Finsler geometry modeling of phase separation in multi-component membranes

TL;DR

This study uses Finsler geometry to model phase separation in three-component membranes, revealing morphological transitions and phase diagrams consistent with experiments, and providing insights into line tension effects.

Contribution

Introduces a Finsler geometric surface model for membranes with three components, elucidating phase separation and domain morphologies including circular, stripe, raft-like, and budding domains.

Findings

Identification of circular and stripe domains separated by a phase transition.

Morphological changes align with experimental observations.
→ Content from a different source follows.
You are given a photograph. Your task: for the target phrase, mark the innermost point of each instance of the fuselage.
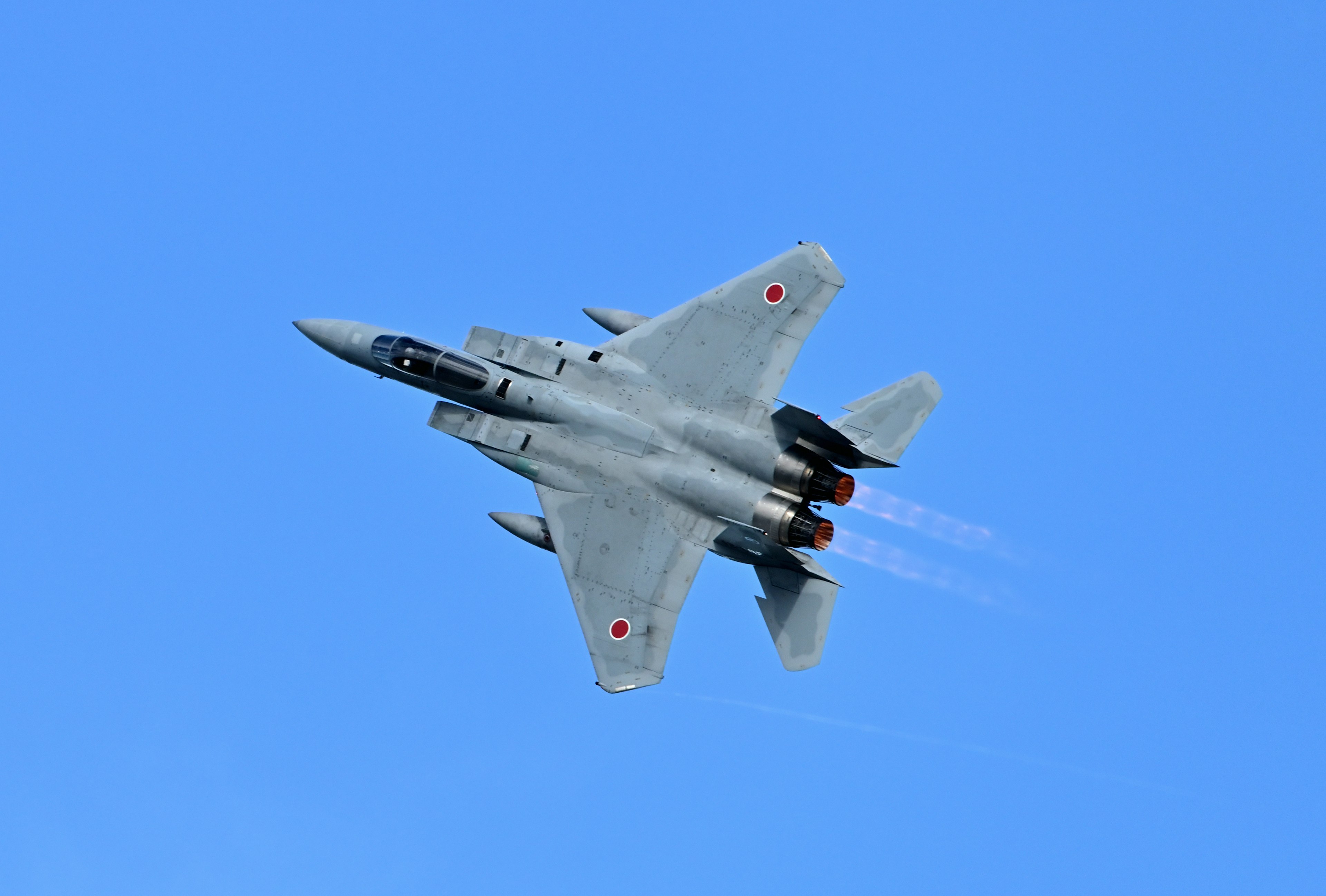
(588, 422)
Multiple phase diagrams for different domain morphologies.

Abstract

Finsler geometric surface model is studied as a coarse-grained model for membranes of three-component such as DOPC, DPPC and Cholesterol. To understand the phase separation of liquid ordered (DPPC rich) $L_o$ and the liquid disordered (DOPC rich) $L_d$, we introduce a variable $\sigma (\in \{1,-1\})$ in the triangulated surface model. We numerically find that there appear two circulars and stripe domains on the surface and that these two morphologies are separated by a phase transition. The morphological change from the one to the other with respect to the variation of the area fraction of $L_o$ is consistent with existing experimental results. This gives us a clear understanding of the origin of the line tension energy, which has been used to understand those morphological changes in the three-component membranes. In addition to these two circulars and stripe domains, raft-like domain and budding domain are also observed, and the corresponding several phase diagrams are obtained. Technical details of the Finsler geometry modeling are also shown.